Russland wird sich nur mit der vollständigen Beseitigung dieser Einrichtungen zufrieden geben. Schon ihr Aufbau wurde zu einem der ersten Stolpersteine in den Beziehungen zwischen Russland und dem kollektiven Westen. Als der Bau der Anlagen begann, stellte Moskau die logische Frage: „Gegen wen werden diese Systeme eingesetzt?“  Unverständlicherweise wurde gesagt, dass sie gegen den Iran und Nordkorea benötigt werden, was einfach lächerlich ist. Selbst wenn diese Anlagen nur diese vorgetäuschte Funktion, nämlich das Abfangen von Raketen aus diesen Ländern erfüllen, muss von den Systemen unterschieden werden, wessen anfliegende Raketen es sind. Wenn russische Raketen bekämpft werden können, so richten sich diese Antiraketensysteme in jedem Fall auch gegen das strategische Potenzial der Russischen Föderation.

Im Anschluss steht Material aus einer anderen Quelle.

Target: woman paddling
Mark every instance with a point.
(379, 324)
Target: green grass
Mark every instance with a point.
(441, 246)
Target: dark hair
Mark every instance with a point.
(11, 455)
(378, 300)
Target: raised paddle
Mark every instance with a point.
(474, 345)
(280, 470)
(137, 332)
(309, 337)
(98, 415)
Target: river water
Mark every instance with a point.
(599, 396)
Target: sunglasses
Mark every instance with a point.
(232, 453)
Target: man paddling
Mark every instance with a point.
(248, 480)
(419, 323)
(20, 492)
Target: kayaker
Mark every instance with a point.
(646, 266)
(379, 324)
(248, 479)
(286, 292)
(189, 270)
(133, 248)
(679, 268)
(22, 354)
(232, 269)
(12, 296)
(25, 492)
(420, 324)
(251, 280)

Das Fehlen eines gegen strategische Raketen gerichteten Abwehrsystems in den Vereinigten Staaten und in Russland war in der Vergangenheit eine Garantie dafür, dass sich die Parteien nicht gegenseitig angreifen, da sie nicht in der Lage waren, sich gegen den ersten Schlag zu verteidigen. Das war der Kern des ABM-Vertrages, aus dem die Vereinigten Staaten ausgetreten sind. Und nun stationieren sie genau diese Anlagen der Raketenabwehr in Europa, nahe an den Grenzen zu Russland. Das bedeutet, dass Russland bei einem Raketenangriff des Westens nicht zurückschlagen kann, da seine Raketen abgefangen werden. Somit spielt es eigentlich  für Russland keine Rolle, welche Raketen sich in diesen Einrichtungen in Polen und Rumänien befinden. Grundsätzlich sollten sie komplett entfernt werden. Aber die Amerikaner werden das aus politischen und strategischen  Gründen niemals tun.

(Quelle: Sedowa, A., Swobodnaja Pressa, 2.02.22, redaktionell bearbeitete Übersetzung)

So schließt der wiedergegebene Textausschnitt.